Monday 15 December 2014

Sangha Trinational in Congo

Sangha Trinational - Congo

Located in the North-Western Congo basin, where Central African Republic, Cameroon and Congo meet, the site includes three continuous nature parks in total about 750,000 ha. Much of the site is not affected by human activity and features a wide range of humid tropical forest ecosystems with rich flora and fauna, including Nile crocodiles and goliath tigerfish, a large predator. Herbaceous species and above support forest Sangha is where significant populations of endangered chimpanzee, forest elephants and endangered western lowland gorilla. Of the site environment, the continuation of the ecological and evolutionary processes on a large scale and high biodiversity, including many endangered species preserved.

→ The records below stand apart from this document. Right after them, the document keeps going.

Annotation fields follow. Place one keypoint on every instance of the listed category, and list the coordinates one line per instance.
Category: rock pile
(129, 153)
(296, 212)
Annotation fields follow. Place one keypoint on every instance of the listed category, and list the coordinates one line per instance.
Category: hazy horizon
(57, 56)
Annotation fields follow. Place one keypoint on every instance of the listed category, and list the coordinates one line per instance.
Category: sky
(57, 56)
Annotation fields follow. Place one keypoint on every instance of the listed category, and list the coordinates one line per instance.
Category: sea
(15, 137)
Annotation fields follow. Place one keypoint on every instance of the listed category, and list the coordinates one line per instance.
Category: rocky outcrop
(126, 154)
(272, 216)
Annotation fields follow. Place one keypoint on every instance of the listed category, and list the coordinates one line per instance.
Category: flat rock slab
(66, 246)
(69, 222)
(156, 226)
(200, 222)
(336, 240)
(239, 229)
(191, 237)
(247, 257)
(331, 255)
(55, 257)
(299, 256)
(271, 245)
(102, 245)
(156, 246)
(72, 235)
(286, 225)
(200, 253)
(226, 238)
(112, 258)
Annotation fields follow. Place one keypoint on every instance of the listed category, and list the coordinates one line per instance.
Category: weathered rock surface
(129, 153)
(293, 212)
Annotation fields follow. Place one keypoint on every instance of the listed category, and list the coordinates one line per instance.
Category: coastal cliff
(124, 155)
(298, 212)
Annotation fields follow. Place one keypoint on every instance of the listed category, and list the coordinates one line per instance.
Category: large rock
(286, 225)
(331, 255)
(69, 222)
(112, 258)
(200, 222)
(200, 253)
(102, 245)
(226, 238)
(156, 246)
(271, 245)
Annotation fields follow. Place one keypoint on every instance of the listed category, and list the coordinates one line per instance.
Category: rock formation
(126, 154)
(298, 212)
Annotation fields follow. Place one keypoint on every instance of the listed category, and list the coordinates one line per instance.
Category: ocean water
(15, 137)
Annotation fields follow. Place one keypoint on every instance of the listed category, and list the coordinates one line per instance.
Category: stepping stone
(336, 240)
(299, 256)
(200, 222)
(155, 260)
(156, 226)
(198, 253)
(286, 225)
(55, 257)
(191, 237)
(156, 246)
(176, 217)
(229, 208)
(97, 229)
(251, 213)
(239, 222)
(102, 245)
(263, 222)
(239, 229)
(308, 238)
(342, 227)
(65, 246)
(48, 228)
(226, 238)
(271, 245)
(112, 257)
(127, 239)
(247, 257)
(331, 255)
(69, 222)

Wonderful Universal Importance

Sangha (TNS) is a cross-border trinational conservation complex in the North-Western Congo basin where Cameroon, Central African Republic and the Republic of Congo meet. TNS includes three continuous nature parks in total a legally defined area of 746,309 hectares. These are the Lobéké Dzanga-Ndoki National Park in Cameroon, National Park in the Central African Republic and Nouabalé-Ndoki National Park in the Republic of Congo. Dzanga-Ndoki National Park consists of two different units. The parks are embedded in a much larger forest landscape, sometimes referred to as the TNS landscape. A buffer zone of 1, 787, 950 hectares was set up in recognition of the importance of the wider landscape and its inhabitants for the future of the property. The Dzanga-Sanga Forest Reserve buffer zone handheld computers in the Central African Republic, which the Dzanga-Ndoki National Park connects two units.

Natural values and features include the ongoing ecological and evolutionary processes in a mostly intact forest landscape on a very large scale. Numerous and diverse habitats such as tropical forests comprises about 170–180 species of deciduous and evergreen species, a wide variety of wetland types, including swamp forests and periodically flooded forests and many types of forest conservation places of great importance continue to be connected to a landscape level. This mosaic of ecosystems and viable populations of full houses faunal floral assemblages, including top predators and rare and endangered species, such as gorillas, chimpanzees and Forest elephants, several kinds of antelope, such as the Bongo and the characteristic Sitatungas.